“Mortgage Rate Hikes? Who Cares?!” -Aspen’s Ultraluxury Buyers
While most of us have started to sweat every time we fill up our gas tanks or pay the energy bill, wealthy buyers in Aspen are trying to outbid each other on ultraluxury homes that are not even for sale. As first reported by the Wall Street Journal earlier this month, the Aspen luxury market has been supercharged by extremely low inventory, tight restrictions on new home construction, and an influx of buyers. Not dissimilar to what has been happening in the rest of Colorado… but what is quite different are the price points. Aspen has seen an extreme number of $50 million and up home purchases since the pandemic hit. So many, that even uber-wealthy buyers are struggling to find a house in the ski resort town. It has become common for their real estate agents to cold call homes that have not even hit the market, in hopes their offers will be so attractive that the owners will sell. This has created a sort of “shadow market” where these luxury mansions are sold before the listings go public. 2021 was such a hot year for Aspen real estate, one house even set a record purchase price of $72.5 million.
Back in real life, the real estate market is starting to slow. As a local example, housing inventory in Metro Denver is increasing. The number of active listings at the end of May was up for the first time in recent memory, at +7.9% from April, or 4,051 active listings. This rise in inventory is a sure sign that things are beginning to cool off, and that the buyer pool has started to thin out. Some have undoubtedly been priced out of the market, given high average home prices and mortgage interest rate hikes. Plus, high inflation for everyday items like gas and eggs adds up fast. This increase in inventory is much needed for the remaining buyers, who have suffered through some of the worst housing scarcity to date. Things should be a little less competitive right now than they have been over the past two years, and the marketing time for listings is likely to increase over time. On the flip side of the coin, some sellers are looking to capitalize on their equity and move or trade-up before interest rates get much higher, and are no doubt getting a little bit panicky about a looming recession. For sellers who must make a move right now: just remember, this is still a seller’s market. Buyers may be less willing to waive their concessions, but demand is still high for homes.

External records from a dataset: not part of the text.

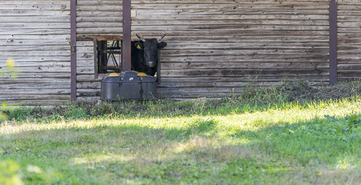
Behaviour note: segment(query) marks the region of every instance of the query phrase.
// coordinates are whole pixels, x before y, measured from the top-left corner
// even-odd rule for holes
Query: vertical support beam
[[[70,98],[76,101],[76,0],[70,0]]]
[[[130,70],[131,42],[131,0],[123,0],[123,45],[121,70]]]
[[[94,44],[94,78],[98,79],[98,54],[97,52],[97,38],[93,38]]]
[[[337,83],[337,2],[329,1],[329,84]]]

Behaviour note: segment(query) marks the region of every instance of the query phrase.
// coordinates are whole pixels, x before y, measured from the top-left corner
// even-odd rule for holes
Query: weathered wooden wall
[[[77,36],[78,40],[91,36],[122,36],[122,0],[77,0]],[[92,41],[77,42],[77,100],[99,98],[100,81],[94,79]]]
[[[159,96],[240,92],[249,75],[328,84],[328,2],[133,0],[132,8],[133,36],[167,34]]]
[[[70,6],[69,0],[0,0],[0,100],[69,102]],[[5,72],[10,58],[17,78]]]
[[[337,2],[337,80],[361,78],[361,2]]]

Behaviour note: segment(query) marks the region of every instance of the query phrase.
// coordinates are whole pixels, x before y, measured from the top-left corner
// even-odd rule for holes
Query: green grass
[[[0,126],[0,182],[359,184],[360,100],[123,102],[98,116],[86,104],[14,116]]]
[[[361,82],[0,111],[0,184],[360,184]]]

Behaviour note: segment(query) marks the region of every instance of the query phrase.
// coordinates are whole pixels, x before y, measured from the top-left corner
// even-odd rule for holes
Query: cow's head
[[[144,52],[144,58],[145,64],[149,67],[153,67],[156,65],[157,52],[159,50],[164,48],[167,45],[165,42],[162,42],[158,43],[158,42],[163,38],[165,34],[158,38],[144,38],[142,36],[135,34],[138,38],[143,42],[138,42],[135,43],[135,47],[138,50],[142,50]]]

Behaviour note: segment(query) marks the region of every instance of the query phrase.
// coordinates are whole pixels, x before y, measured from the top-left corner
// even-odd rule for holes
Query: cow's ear
[[[143,50],[143,43],[140,42],[138,42],[135,43],[134,44],[135,46],[135,47],[138,50]]]
[[[160,42],[160,43],[158,44],[158,50],[161,50],[166,46],[166,42]]]

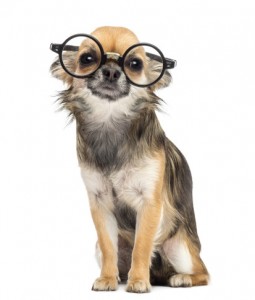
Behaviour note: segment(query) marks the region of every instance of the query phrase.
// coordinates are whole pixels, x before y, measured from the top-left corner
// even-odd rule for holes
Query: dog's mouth
[[[121,68],[115,63],[102,66],[95,74],[87,78],[87,88],[101,99],[115,101],[128,96],[130,83]]]
[[[87,81],[87,87],[93,95],[110,101],[116,101],[128,96],[130,91],[130,84],[126,82],[126,80],[121,82],[109,82],[92,77]]]

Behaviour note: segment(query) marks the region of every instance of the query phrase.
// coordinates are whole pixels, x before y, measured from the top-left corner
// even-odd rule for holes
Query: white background
[[[159,118],[193,173],[208,287],[91,291],[96,235],[49,45],[102,25],[129,27],[178,61]],[[1,300],[252,299],[254,28],[246,0],[1,1]]]

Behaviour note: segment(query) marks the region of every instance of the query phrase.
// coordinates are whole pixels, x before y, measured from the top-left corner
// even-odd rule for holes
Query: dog
[[[77,125],[101,266],[92,289],[113,291],[118,281],[136,293],[151,285],[207,285],[190,169],[155,113],[161,100],[155,91],[171,82],[165,61],[159,67],[156,56],[143,50],[147,44],[139,46],[127,28],[100,27],[81,38],[78,46],[52,44],[62,56],[51,73],[67,85],[59,101]],[[139,49],[132,52],[133,45]]]

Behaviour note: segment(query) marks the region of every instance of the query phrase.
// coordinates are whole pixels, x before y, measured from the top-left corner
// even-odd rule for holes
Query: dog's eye
[[[82,66],[89,66],[96,62],[96,58],[91,53],[83,53],[80,56],[80,64]]]
[[[128,67],[131,71],[139,72],[143,68],[143,62],[139,58],[133,58],[129,60]]]

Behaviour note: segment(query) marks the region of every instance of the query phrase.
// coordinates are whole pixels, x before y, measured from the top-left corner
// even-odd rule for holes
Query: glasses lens
[[[91,75],[100,66],[101,58],[98,44],[84,35],[71,38],[63,46],[63,64],[66,70],[74,76]]]
[[[129,80],[137,85],[155,83],[163,72],[163,57],[151,46],[138,45],[124,58],[124,71]]]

One crucial thing to note about these recent changes is that the increase in active housing inventory, the slowdown in home price appreciation, and the rise in interest rates are all factors that are likely bringing us closer to a more “normal” real estate market, not towards a housing crash.
Housing inventory was already historically low when the pandemic hit, and then the move to remote work drove demand even higher. The net result was that historically low inventory, around 8,000 homes for sale in December 2019, was driven even lower into the red. At times over the past couple years the inventory was as low as about 1,000-1,200 homes for sale at one time in the entire Denver metro. Wow.
In terms of price appreciation, having radical appreciation as we have seen over the past couple of years is not sustainable over the long term. Denver was recently listed as one of the Top 5 Least Affordable cities in the country, for the first time ever, according to the Denver Business Journal. The fact that price appreciation is slowing down recently, but still continuing to grow at a slower pace, is actually good for the balance of the local market.
Plus, a recession does not necessarily equal home price depreciation. Given genuine demand for homes and a scarcity of supply, slower paced price appreciation is the more likely scenario this time around.
Lastly, mortgage interest rates were also already at historic lows when the pandemic stuck. Those too were driven even lower by the FED to combat inflation, to an all-time record low in December 2020: 2.68%. Although rates have been on the rise lately, they are still on the low end, historically. All these factors point to a real estate market that is simply slowing down from its fervent pace over the past two years.